"Oh, Jim! what have you done? Let's lay him down here easy, Bill; and now run for the doctor, quick; and tell the other fellows to keep still, if they can."
"Go to your wife, Henry," ordered Mr. Peyton, with extended hand; "the poor thing is in hysterics."
A look into the gambler's face told the man he must obey; but in his perturbation, he did not see the white figure that glided by him into the room.
"Why did you do it?" asked the girl, wringing her hands, but looking into his eyes without a glance at the prostrate body.
"I had to kill the brute to keep him from marrying you, Annie. How could I let you fall into his hands—you, the daughter of the woman who sheltered me and gave me a home, when, a poor deserted boy, I lay bleeding from a brutal blow on the street. Annie, do you not know me?" He raised the strand of hair that always lay low on his forehead, and a deep scar appeared under it.
"Jimmy!" she cried, between surprise and joy. "But, oh!" she continued, sadly, "I have found you but to lose you again. You must go, quick, before they can send the sheriff or the doctor."
"We must part; yes, and perhaps never meet again on earth. But, ere we part, I must give your heart another wound. Your brother—it was I who—"

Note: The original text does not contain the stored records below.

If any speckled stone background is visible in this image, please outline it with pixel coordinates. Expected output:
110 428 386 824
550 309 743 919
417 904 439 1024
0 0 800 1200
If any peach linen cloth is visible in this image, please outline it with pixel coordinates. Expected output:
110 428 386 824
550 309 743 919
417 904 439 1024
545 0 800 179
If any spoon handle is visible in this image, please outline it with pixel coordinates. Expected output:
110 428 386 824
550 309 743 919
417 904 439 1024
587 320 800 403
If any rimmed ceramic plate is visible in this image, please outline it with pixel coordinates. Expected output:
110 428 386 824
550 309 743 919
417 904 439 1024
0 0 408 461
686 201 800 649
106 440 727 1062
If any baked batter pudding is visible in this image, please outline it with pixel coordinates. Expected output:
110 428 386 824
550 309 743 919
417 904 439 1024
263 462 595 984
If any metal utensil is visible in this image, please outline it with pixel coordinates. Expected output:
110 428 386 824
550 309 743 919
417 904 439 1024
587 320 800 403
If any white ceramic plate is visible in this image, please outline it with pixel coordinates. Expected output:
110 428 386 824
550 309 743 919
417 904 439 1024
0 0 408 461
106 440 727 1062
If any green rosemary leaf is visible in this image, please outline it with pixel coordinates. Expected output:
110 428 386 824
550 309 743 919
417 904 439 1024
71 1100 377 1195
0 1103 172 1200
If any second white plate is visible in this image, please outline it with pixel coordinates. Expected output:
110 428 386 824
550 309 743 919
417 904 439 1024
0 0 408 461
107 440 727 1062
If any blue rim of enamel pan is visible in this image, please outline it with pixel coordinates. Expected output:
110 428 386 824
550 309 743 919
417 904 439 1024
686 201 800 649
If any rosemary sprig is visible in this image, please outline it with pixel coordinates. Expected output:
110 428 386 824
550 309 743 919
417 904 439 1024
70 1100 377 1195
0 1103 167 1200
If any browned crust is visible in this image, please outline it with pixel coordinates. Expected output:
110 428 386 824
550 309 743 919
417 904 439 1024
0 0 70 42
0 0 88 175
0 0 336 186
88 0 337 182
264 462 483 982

"Murdered him!" shrieked the girl. "Cruiser!" she called, wildly; and the faithful animal, as if knowing the import of the conversation in the room, threw himself with a fierce, yelping bark against the door.
"Hold!" and he caught the girl as she sprang to open it. "Hear me out, while I have yet time to speak. It was I who brought him home, so that he might sleep quietly in the church-yard, instead of finding a grave at the bottom of the Bay. Ask Henry who killed him; ask him whether 'Celeste' was worth the blood of the poor boy, and he will not refuse to tell the truth."